Digitality and materiality of media
Alongside the euphoria and urgency surrounding the 'digital revolution,' positions have increasingly developed in recent years that have led to critical distance in the discussion of computers and digitisation. Of particular relevance are the ongoing debates in the light of the integration of computer technology in the most varied aspects of life; these are addressed under the headings „ubiquitous computing“ or „ambient intelligence,“ „scripted spaces,“ „the Internet of things“ and „big data.“
A lasting problem of this thematic area begins with its key category, the term „digital“, mythologised since its inception. The intrinsic characteristics of interactivity/participation, flexibility, control and immateriality, as well as the thence derived hopes of empowerment on the one hand and freedom on the other, decisively influence, among others, the theory and practice of globalisation and knowledge society.
This mythical charge of the digital also builds on the opposite associations to the analogue.
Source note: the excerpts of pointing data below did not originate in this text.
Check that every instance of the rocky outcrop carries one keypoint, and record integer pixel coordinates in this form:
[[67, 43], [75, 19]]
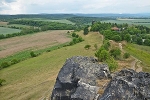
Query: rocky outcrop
[[77, 80]]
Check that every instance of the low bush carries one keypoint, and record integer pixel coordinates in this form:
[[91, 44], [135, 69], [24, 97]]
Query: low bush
[[87, 46], [126, 55], [2, 81], [32, 54], [5, 64]]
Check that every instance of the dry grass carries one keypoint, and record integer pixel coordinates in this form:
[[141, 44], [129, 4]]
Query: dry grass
[[34, 41]]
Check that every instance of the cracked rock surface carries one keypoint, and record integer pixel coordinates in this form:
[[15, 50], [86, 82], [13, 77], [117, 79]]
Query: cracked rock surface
[[77, 80]]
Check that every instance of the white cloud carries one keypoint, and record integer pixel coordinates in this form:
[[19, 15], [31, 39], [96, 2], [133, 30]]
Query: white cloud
[[73, 6]]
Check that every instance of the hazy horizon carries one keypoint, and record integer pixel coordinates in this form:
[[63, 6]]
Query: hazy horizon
[[74, 6]]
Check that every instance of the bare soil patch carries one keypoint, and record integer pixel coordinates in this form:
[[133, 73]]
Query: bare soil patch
[[34, 41]]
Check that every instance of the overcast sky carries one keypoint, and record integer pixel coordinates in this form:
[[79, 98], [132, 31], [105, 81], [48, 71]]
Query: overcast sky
[[73, 6]]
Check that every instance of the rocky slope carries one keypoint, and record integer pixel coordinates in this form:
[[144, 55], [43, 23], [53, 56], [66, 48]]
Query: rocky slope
[[78, 80]]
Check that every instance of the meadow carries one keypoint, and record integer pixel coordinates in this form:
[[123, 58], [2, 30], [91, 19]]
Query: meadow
[[43, 69], [49, 20], [4, 30], [140, 52], [30, 42], [144, 22]]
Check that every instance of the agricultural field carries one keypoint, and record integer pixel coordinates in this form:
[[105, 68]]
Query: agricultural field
[[33, 41], [3, 23], [18, 25], [140, 52], [4, 30], [43, 69], [49, 20], [144, 22]]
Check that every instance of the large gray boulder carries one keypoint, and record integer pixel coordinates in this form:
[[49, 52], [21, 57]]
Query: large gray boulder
[[77, 79]]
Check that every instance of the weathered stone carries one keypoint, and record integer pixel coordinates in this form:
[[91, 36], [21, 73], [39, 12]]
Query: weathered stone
[[77, 79]]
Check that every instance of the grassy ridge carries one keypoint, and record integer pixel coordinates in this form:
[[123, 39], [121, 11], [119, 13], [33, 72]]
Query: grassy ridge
[[34, 78], [140, 52], [130, 21]]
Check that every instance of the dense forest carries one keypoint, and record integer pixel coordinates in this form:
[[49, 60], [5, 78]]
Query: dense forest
[[136, 33], [46, 16], [87, 20]]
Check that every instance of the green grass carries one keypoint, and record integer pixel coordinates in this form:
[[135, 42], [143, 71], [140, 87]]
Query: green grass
[[18, 25], [130, 21], [23, 55], [140, 52], [49, 20], [5, 31], [34, 78]]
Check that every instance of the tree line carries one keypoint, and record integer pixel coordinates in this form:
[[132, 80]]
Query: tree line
[[86, 20], [135, 33], [38, 26]]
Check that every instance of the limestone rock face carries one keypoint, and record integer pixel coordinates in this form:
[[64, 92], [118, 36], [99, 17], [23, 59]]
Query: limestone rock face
[[77, 79]]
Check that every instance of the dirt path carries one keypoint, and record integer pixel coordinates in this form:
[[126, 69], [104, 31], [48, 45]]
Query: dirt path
[[135, 64]]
These include fears of the loss of putatively fixed dimensions; securities, expressed as stability, authenticity, originality and concreteness, emphasised as the opposites of the immateriality of digitised objects, which threatens misperception of the specific materiality of digital media.
In order to deal with the diverse aspects of the mythical digital without reproducing its radiance in a notorious or unconsidered manner, the term „digitality“ suggests itself – understood as a simultaneous strategic withdrawal and approach. The current promise of digitality is today still marked by an amalgam of control, flexibility and immediacy, expressed by the examples of the establishment of touchscreens, cloud computing and ubiquitous computing, as well as by contemporary fears about the misuse of the possibilities.
One way in which digitality may be analytically encountered and its historical and current relevance investigated is in the discussion of appearances of computers and computer-based media, in order to question their relationship to digitality with methodical reflection. How does the respective aesthetic of the computer and what it offers relate to those promises/fears of the dominant fictions which affect the public image of 'the digital'? What ideas about the computer and its use are offered and transmitted by the aesthetic appearance of a concrete combination of hardware and software? Which theory should become practice, through which procedures and theories may the question validly be asked?